The Pattern Project

The simplest things can inspire, but really, they build on a lifetime of connected ideas and support. Take my latest rabbit-hole of creativity as an example. I was given some lovely cotton linter paper from a creative friend: it is unsized and soaks up paint faster than I can blink. I just had to try it!

Then, I’d been eyeing an old book. (How old? SO old: 1675. Yes, really!) Should I use it in my collage? It was a gift from my mother-in-law, certainly NOT meant as collage fodder. But so old, so beautiful…

The tipping point was the offer of pattern tissue, shared by art group buddy Kathleen Kuchar, from a stash her mother was hanging on to. She kindly offered to share it among the group, a collaborative project in the making.

Suddenly, I had a lovely small series of 6 pieces on cotton linter. In each one, the pattern elements and dense text of the old book add weight and focus to the compositions.

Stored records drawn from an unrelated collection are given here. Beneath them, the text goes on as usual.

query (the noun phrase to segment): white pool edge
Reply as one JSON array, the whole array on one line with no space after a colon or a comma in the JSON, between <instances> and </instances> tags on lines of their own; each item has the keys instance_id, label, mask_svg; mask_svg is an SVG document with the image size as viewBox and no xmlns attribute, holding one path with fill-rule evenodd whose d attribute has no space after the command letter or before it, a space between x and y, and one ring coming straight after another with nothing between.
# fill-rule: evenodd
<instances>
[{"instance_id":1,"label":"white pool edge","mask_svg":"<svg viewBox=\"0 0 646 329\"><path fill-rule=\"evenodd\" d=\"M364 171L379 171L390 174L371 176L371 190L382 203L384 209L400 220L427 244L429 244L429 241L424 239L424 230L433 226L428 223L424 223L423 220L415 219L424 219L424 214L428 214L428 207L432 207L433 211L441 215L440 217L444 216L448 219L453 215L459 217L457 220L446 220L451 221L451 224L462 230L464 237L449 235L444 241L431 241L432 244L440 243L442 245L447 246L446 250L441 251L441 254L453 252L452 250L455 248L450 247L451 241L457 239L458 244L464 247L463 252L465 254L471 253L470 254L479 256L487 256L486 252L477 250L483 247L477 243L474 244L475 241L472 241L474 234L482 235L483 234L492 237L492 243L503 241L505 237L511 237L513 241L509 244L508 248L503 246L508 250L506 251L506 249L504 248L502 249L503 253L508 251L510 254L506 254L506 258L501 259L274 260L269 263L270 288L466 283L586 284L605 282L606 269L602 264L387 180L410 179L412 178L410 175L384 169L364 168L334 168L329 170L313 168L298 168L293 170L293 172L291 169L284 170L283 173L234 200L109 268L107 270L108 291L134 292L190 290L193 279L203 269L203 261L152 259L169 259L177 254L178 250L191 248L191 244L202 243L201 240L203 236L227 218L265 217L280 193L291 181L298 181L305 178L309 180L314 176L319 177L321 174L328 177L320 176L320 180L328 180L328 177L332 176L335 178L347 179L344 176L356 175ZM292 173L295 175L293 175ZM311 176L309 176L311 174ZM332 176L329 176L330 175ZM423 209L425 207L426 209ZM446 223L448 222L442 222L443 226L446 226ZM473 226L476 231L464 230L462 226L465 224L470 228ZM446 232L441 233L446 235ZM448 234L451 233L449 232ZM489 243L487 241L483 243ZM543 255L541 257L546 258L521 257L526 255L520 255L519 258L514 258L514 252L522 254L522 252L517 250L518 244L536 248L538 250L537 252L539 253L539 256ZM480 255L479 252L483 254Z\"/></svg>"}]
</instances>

Shortly thereafter, I was experimenting with watercolor techniques, in a quick class from Laura Horn, using gouache on watercolor paper. I varied brush and blending techniques, exploring what happens when I just follow ideas. As I explored possible palettes, I stayed within a stacked-thirds structure, and added some mark-making to the drying paint, scribbling away with anything on hand that would leave a line on the page.

Then, my nerd brain kicked in (yes, it took me THAT long!) — what if I combined each collage with each watercolor background? Each row below is a common background, and each column is the same collage, used in different ways.

The in-depth how-to goes like this: each composition is two layers merged using blending modes in Adobe Photoshop, varying the mode and the amount, or opacity, and also the position and size of the collage. In many cases, I added a masking layer to block some areas of the merge, and another layer to moderate the values to a histogram that I preferred. By my normal attributions, that makes these digital collages with 3-4 layers each, that’s it. But these look to me like a complicated blur — the similarities across the rows and down the columns feel like a gradient, yet each piece has unique strengths too.

As I think of the influences that lead to this progression, I’m in debt to family and friends. To my own mother, whose sense of creativity and surprise always came through in our family events, not to mention her workplace. To my mother-in-law, who showed me that you can combine artistic output with a career and family, in some form — I had not seen that before — but that you need reserves of willpower to keep moving forward. And to my artistic and creative friends, who are there to bounce ideas off, sometimes even collaborate with, and keep the sparks ignited: thank you!

I celebrated the holidays, this project, and all our shared creativity, at my hybrid open house, Dec 4, 2021.